ANSWERS: 8
  • The legal definition in most states in the U.S. say when they are removed from the womb
  • Legal rulings will vary between jurisdictions. Because, inconvenient though it is, life is not an on/off switch - at either end. In both cases there is definitely not live, and definitely live - and a significant area in between.
  • Yes, and it changes from place to place. It is normally regarded as the time after contraception that you can still have an abortion. However, i know that in the UK that if you kill a baby before it has been born, then it does not count as a murder.

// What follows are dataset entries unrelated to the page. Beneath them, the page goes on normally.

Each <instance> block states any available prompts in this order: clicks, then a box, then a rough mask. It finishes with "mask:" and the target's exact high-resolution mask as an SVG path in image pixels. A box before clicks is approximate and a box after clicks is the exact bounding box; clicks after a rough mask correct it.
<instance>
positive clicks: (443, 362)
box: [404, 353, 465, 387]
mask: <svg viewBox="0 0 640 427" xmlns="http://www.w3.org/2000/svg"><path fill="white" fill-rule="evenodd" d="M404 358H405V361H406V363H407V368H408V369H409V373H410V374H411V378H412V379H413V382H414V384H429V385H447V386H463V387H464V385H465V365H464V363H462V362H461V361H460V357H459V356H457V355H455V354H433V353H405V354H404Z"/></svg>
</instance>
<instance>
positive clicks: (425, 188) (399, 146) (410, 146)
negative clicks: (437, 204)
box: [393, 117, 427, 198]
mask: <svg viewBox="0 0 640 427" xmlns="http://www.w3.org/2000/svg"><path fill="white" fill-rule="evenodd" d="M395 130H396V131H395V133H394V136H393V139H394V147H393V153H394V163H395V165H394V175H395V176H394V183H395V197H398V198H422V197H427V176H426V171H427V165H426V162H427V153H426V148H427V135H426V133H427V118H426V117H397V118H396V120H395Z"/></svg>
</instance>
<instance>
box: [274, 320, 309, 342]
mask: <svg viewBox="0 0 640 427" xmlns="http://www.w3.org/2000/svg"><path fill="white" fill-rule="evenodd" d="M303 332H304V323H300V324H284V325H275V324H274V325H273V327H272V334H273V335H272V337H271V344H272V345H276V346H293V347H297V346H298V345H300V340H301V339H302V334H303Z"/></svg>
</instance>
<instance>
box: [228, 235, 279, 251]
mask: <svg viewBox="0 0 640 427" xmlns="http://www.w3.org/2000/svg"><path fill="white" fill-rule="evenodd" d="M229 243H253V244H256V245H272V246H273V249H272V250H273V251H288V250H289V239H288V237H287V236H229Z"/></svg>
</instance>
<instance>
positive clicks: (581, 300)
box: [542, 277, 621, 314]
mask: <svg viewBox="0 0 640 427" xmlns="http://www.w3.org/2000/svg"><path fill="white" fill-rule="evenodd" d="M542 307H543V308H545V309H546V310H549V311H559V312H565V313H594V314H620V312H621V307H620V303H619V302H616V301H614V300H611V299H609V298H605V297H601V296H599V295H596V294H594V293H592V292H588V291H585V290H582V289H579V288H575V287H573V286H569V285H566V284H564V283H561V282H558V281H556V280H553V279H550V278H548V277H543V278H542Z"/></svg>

  • No. Courts have determined when a fetus becomes a person so that legal rights vest, but no court (in the U.S.) has made a determination as to when life begins. And I suspect no precedent setting court ever will. This is a scientific (or maybe a religious) question, but not a legal one. Scientists have determined when life begins (i.e. at conception), but the law does not really care about this. why? Because it is irrelevant. For example, historically, you could only murder a fetus if it were born alive. If I punched you in the stomach at 9.5 months, and you miscarry, I would have only been charged with murder if your fetus was born alive and then died. The reason for this is child birth was dangerous, and nearly half of all children were still born. As medical science advanced, so did the law. Today, in nearly every state, you can be charged with murder if you kill a fetus (note the exact timing varies by state). This is because today, even premature babies, have a high survival rate. However, whether you look at historic law or the currents law, the point life begins is irrelevant. Similarly, in Roe v. Wade (and it progeny), the Supreme Court held that a woman has the right to an abortion so long as the fetus is not viable. Thus, even if life begins at conception, the court only cares about whether or not the fetus could live separated from the mother. As a side note: I am willing to predict that the right to an abortion will eventually be abolished WITHOUT overruling Roe v. Wade. Why? As medical science advances, eventually a fetus will be viable shortly after conception. If this is true, then that is when a mothers right to abort will end (regardless as to whether when life begins).
  • The federal law bans "partial-birth abortion," a legal term of art, defined in the law itself as any abortion in which the baby is delivered feet-first "past the [baby's] navel . . . outside the body of the mother," or "in the case of a head-first presentation, the entire fetal head is outside the body of the mother," before being killed. The complete official text of the law, in a searchable format, is here. In recent months, some commentators, including Linda Greenhouse of The New York Times and Kenneth Jost of Congressional Quarterly, have argued that the term "partial-birth" is misleading because the method is usually used months before the end of a full-term pregnancy. (It is most often used in the fifth and sixth months, but sometimes later.) These objections rest on a baffling failure to recognize that legal "live births" commonly occur long before full term -- indeed, "live births" are commonplace even early in the fifth month of pregnancy. Legally, under the laws of virtually every state and under federal law, once a human is entirely outside the mother and draws breath, or shows other signs of life such as heartbeat or movement of voluntary muscles, a live birth has occurred, and all the protections of law attach — whether or not the baby is “viable” (capable of long-term survival). At the stages of development at which most partial-birth abortions are performed, the great majority of babies would be legal “live births” if they were expelled by spontaneous premature labor, and many would be long-term survivors. For further discussion of the relationship between the legal definition of "live birth" and the legal definition of "partial-birth," click here. In February 1997, Ron Fitzsimmons, the executive director of the National Coalition of Abortion Providers, told the New York Times that “in the vast majority of cases” the method is used on “a healthy mother with a healthy fetus that is 20 weeks or more along” (New York Times, Feb. 26, 1997). Twenty weeks is halfway through a full-term pregnancy — the middle of the fifth month. http://grove.ufl.edu/~prolife/ Couldn't post as a comment for some reason
  • No. Because it cannot be medically determined either
  • If you consider this to be a legal issue, the original law given to the Isrealites stipulated the course of action when a "pregnant woman" was injured by someone. Exodus chapter 21 verse 23 states "But if a fatality does occur, then you must give life for life,*+ 24 eye for eye, tooth for tooth, hand for hand, foot for foot..." This helps us to view the matter from God's perspective, a fatal injury to the unborn child meant that the offender should also lose his/her life. The scientific definition of life: After the egg is fertilized by a sperm and then implanted in the lining of the uterus. If you have an opportunity to read the entire account in Exodus you will see that the term "eye for an eye" is referring to an incident affecting the health of an unborn child in direct relation to a physical altercation involving a pregnant woman.